Athena held her breath, but couldn’t stop. Or she wouldn’t. Boundaries blurred as he woke beneath her hands. His fingers squeezed down on her hip. His eyes opened.

Odysseus pushed the veil of her hair back and drew her closer, nothing but the sound of his quickened breath and moving fabrics in her ears. He was practiced and she was new, the Don Juan of the Aegean and the Virgin Goddess, but it was all instinct, all sensation and response. The heat of his tongue, the firm strength of his body and the way he moved her, they might have done it all a hundred, a thousand times before.

This isn’t real, this feeling. I’m not made for this.

He rolled her onto her back, their fingers entwined. The desperation in his movements filled her with a strange sense of power, and the way he shook and sighed. In her mind an image flashed from long ago: Odysseus in the middle of an ocean, standing on the deck of a ship.

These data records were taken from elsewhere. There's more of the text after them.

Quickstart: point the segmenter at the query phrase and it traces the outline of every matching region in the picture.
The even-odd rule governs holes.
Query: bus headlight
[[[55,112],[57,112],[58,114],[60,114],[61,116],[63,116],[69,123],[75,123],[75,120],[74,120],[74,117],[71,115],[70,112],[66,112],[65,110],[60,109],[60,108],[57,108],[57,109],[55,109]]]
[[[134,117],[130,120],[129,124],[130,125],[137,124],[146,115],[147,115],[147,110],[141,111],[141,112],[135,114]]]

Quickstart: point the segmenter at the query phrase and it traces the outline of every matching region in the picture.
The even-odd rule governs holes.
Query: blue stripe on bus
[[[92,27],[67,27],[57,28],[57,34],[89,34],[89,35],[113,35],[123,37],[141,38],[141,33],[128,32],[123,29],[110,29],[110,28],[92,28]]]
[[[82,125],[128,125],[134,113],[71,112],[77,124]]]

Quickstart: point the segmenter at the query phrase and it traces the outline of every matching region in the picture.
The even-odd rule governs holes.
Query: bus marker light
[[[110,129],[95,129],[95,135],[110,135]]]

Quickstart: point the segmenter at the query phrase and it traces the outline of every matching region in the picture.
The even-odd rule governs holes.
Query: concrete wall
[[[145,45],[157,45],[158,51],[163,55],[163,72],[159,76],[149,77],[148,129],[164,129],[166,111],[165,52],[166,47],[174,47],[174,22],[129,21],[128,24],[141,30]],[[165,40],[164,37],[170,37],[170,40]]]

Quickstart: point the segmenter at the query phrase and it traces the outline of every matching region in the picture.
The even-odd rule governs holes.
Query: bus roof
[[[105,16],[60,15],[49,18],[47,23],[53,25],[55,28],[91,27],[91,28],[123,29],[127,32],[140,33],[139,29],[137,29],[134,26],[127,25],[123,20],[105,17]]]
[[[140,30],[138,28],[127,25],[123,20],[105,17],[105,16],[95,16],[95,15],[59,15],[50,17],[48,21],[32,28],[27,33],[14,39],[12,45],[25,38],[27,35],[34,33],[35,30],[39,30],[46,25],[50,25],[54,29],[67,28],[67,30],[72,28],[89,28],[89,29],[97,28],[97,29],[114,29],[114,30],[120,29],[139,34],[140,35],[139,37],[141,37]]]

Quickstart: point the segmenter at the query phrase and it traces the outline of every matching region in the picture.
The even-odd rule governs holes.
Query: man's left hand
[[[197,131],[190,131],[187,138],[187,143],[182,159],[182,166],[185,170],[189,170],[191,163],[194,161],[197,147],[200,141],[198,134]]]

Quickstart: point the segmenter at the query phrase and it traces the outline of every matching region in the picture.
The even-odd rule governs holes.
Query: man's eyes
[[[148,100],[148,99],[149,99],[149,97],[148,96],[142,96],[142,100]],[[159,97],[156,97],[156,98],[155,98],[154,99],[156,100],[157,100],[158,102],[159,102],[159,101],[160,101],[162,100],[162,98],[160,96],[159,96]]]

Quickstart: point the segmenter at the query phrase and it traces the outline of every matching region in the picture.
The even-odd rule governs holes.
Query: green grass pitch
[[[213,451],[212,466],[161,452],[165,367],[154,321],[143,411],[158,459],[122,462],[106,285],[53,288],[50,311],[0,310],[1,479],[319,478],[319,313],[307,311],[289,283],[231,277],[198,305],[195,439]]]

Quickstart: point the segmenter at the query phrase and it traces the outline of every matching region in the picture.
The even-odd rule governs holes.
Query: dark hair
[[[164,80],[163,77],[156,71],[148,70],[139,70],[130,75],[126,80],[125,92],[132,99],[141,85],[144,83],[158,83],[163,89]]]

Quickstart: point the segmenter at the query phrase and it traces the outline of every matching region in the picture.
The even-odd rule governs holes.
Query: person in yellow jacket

He stared out over the water, his expression determined but desolate, skin bronzed by decades of sunlight far from home. He grasped onto the ship’s railing and shouted something, the same word, three times. Penelope. Penelope. Penelope. He screamed for his wife, the wife he loved and continually tried to return to. The ship’s hull had been painted with a depiction of Athena’s eyes.

“Athena,” Odysseus whispered, and kissed her neck.

It was just an image. One brief flash. She didn’t even know if she had really seen it, or if it was her own invention. Penelope was dead, she had to be, she’d used up all her devotion two thousand years ago. And besides, it didn’t matter. Athena was a goddess. She took from mortal women as she liked. Odysseus was hers. He always had been.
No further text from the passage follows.